A família de Eli é um exemplo de uma família que tinha tudo para dar certo, mas desintegrou-se. Eli era um homem respeitadíssimo nos seus dias. Era sacerdote e juiz de Israel. Ocupava duas posições da mais alta relevância. Como sacerdote ele era o líder espiritual do seu povo. Como juiz ele era o líder político da nação. Seus filhos tinham tudo para ser uma benção. Contudo, a Bíblia diz que eles eram uma maldição.
Esse homem foi um sucesso no seu trabalho, mas uma tragédia como pai. Esse homem era um colosso como líder de Israel, mas negligente com suas principais ovelhas – sua própria família. E há algo muito importante que deve ser examinado na vida de Eli. Ao nos depararmos com as duas severas admoestações que Deus faz ao sacerdote, o SENHOR não está advertindo-o por algo que ele tenha feito. Antes, Deus está exortando-o por algo que ele não fez (2:29; 3:13). Assim sendo, pode-se concluir que o pecado de Eli era a omissão.

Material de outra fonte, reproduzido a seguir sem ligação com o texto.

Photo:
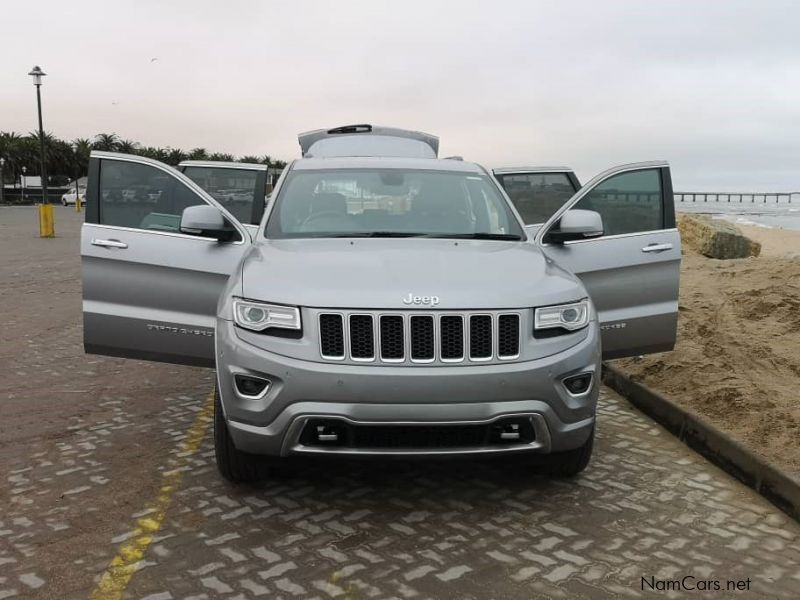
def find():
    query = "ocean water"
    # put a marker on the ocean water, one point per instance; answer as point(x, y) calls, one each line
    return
point(771, 214)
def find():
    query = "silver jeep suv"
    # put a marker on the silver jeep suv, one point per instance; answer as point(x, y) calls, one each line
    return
point(390, 303)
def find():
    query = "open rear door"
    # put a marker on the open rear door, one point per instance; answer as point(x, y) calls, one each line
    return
point(631, 271)
point(149, 290)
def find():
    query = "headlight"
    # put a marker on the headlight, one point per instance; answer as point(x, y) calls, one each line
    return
point(259, 316)
point(566, 316)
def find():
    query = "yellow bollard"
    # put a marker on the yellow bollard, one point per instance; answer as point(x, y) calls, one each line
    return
point(47, 226)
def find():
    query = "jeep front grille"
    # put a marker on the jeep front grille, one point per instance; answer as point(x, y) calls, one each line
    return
point(442, 336)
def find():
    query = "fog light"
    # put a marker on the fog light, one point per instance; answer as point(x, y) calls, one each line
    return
point(324, 433)
point(578, 384)
point(250, 387)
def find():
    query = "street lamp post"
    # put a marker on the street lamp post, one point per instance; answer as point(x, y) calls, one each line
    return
point(77, 175)
point(46, 226)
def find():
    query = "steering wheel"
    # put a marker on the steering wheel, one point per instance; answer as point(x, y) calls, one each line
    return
point(325, 214)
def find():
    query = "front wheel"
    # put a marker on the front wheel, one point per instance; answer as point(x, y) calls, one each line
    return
point(234, 465)
point(571, 462)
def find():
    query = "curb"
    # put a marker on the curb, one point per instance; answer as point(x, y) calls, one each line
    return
point(704, 438)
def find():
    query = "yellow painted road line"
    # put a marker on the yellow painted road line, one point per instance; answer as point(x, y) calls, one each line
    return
point(118, 574)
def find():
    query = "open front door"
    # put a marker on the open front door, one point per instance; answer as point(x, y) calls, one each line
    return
point(150, 291)
point(537, 192)
point(632, 270)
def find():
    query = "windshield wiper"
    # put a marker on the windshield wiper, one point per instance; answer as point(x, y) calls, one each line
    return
point(478, 236)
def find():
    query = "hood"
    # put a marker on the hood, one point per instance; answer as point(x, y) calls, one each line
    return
point(381, 273)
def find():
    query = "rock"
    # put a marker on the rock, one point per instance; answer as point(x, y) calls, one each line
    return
point(715, 238)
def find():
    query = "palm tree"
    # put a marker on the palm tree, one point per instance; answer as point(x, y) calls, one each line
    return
point(174, 156)
point(127, 146)
point(11, 150)
point(106, 141)
point(82, 148)
point(154, 153)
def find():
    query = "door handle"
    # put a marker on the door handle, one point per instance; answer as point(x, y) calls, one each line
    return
point(657, 247)
point(109, 244)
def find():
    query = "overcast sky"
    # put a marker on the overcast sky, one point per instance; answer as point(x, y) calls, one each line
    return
point(713, 87)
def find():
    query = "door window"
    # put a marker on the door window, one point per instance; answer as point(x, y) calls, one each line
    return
point(537, 196)
point(629, 202)
point(142, 197)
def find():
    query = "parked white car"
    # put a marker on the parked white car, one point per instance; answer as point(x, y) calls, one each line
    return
point(69, 197)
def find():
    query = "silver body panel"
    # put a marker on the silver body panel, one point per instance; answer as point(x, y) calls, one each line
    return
point(368, 140)
point(167, 296)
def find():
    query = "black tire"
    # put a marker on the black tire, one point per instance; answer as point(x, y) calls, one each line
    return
point(234, 465)
point(571, 462)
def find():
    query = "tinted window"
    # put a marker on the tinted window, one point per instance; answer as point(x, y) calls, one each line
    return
point(235, 189)
point(390, 201)
point(142, 197)
point(628, 202)
point(537, 196)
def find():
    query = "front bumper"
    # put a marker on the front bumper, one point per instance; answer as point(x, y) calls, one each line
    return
point(390, 395)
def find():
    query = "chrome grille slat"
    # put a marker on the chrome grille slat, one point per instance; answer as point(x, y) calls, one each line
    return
point(416, 337)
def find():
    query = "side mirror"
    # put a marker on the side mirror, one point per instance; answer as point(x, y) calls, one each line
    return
point(206, 221)
point(576, 224)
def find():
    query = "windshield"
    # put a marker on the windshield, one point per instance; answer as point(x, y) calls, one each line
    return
point(391, 203)
point(235, 189)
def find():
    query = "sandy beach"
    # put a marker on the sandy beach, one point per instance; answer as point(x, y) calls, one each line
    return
point(737, 360)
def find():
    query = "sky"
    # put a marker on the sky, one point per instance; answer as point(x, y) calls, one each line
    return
point(711, 86)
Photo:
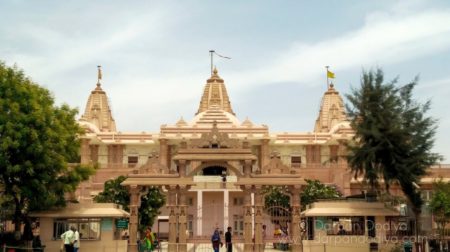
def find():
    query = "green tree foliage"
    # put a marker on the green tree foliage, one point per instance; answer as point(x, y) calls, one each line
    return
point(37, 140)
point(276, 196)
point(440, 204)
point(315, 190)
point(151, 200)
point(393, 136)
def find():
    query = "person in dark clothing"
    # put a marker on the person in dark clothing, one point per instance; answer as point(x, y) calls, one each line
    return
point(228, 243)
point(215, 240)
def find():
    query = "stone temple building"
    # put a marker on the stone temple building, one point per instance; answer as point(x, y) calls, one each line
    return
point(213, 167)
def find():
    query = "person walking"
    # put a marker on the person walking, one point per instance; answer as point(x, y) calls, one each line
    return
point(149, 239)
point(68, 238)
point(228, 243)
point(76, 243)
point(215, 240)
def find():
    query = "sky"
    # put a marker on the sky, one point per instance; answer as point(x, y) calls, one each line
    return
point(155, 54)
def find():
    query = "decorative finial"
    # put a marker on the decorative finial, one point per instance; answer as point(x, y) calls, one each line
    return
point(99, 75)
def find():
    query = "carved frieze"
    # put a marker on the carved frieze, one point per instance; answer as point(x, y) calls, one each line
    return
point(214, 139)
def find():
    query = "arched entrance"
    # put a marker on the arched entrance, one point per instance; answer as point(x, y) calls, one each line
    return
point(214, 170)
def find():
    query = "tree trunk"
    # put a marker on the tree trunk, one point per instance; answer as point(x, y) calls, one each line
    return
point(416, 227)
point(17, 218)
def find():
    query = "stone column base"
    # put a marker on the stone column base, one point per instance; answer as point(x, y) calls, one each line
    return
point(172, 247)
point(182, 247)
point(259, 247)
point(297, 247)
point(132, 248)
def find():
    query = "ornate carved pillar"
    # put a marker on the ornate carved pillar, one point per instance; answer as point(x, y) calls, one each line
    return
point(163, 152)
point(259, 246)
point(182, 167)
point(296, 221)
point(265, 154)
point(135, 198)
point(199, 212)
point(171, 205)
point(248, 245)
point(182, 219)
point(84, 152)
point(94, 153)
point(247, 168)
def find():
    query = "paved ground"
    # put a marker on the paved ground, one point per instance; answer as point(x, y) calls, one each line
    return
point(207, 247)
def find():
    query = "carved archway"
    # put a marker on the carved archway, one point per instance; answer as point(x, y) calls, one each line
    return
point(225, 165)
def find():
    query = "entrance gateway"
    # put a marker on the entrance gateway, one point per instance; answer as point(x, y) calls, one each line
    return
point(216, 184)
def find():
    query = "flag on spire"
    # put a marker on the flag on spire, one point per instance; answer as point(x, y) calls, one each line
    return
point(99, 73)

Nós daremos conta diante de Deus não apenas por aquilo que fazemos, mas, também por aquilo que deixamos de fazer. O apóstolo Tiago nos advertiu: “Aquele, pois, que sabe fazer o bem e não o fez, comete pecado” (Tg 4:17). Portanto, quando você sabe da necessidade de um irmão e, por conseguinte, tendo condições de sanar o problema do referido irmão, você se omite, tal postura configura um pecado. Outro texto que merece nossa atenção diz respeito a Mateus 25:14-30. Na parábola dos talentos, qual o motivo da ira do SENHOR sobre aquele que enterrou o seu talento? Ele fez alguma coisa? O contrário! A ira do SENHOR justifica-se exatamente porque ele deixou de fazer. Quando você tem um dom dado por Deus (seja cantar, servir, contribuir, etc.) e você não o usa para a glória de Deus, nisso você está pecando.
O padre Antônio Vieira, um dos maiores paladinos da evangelização no Brasil, disse que “omissão é o pecado que se faz não fazendo”. No direito, omissão é a conduta pela qual uma pessoa não faz algo a que seria obrigada a fazer dada a circunstância. No direito Penal, a omissão constitui um crime passivo de pena. (ex.: omissão de socorro). Se na esfera humana a omissão representa um crime, imagine o que ela representa na esfera espiritual. Se para os homens a omissão é algo inaceitável, o que dirá para Deus.
A história de Eli ganha fôlego em muitos lares evangélicos. É notório o drama que muitos pais cristãos enfrentam com seus filhos. Enquanto eles estão no templo, os filhos estão no mundo. Enquanto os pais buscam a Deus, os filhos buscam a satisfação de seus próprios prazeres nos banquetes promovidos por satanás. Os números confirmam ainda mais essa realidade. Uma pesquisa realizada recentemente no CAJE constatou que 70% dos jovens e adolescentes que estão ali cumprindo medidas sócio-educativas são oriundos de lares cristãos. Nesse sentido, a vida de Eli torna-se um modelo de pai a não ser seguido. A Bíblia está repleta de exemplos. Exemplos bons e maus. Exemplos a serem seguidos e exemplos a serem rejeitados. Assim, a vida de Eli torna-se o modelo de um pai que não devemos ser.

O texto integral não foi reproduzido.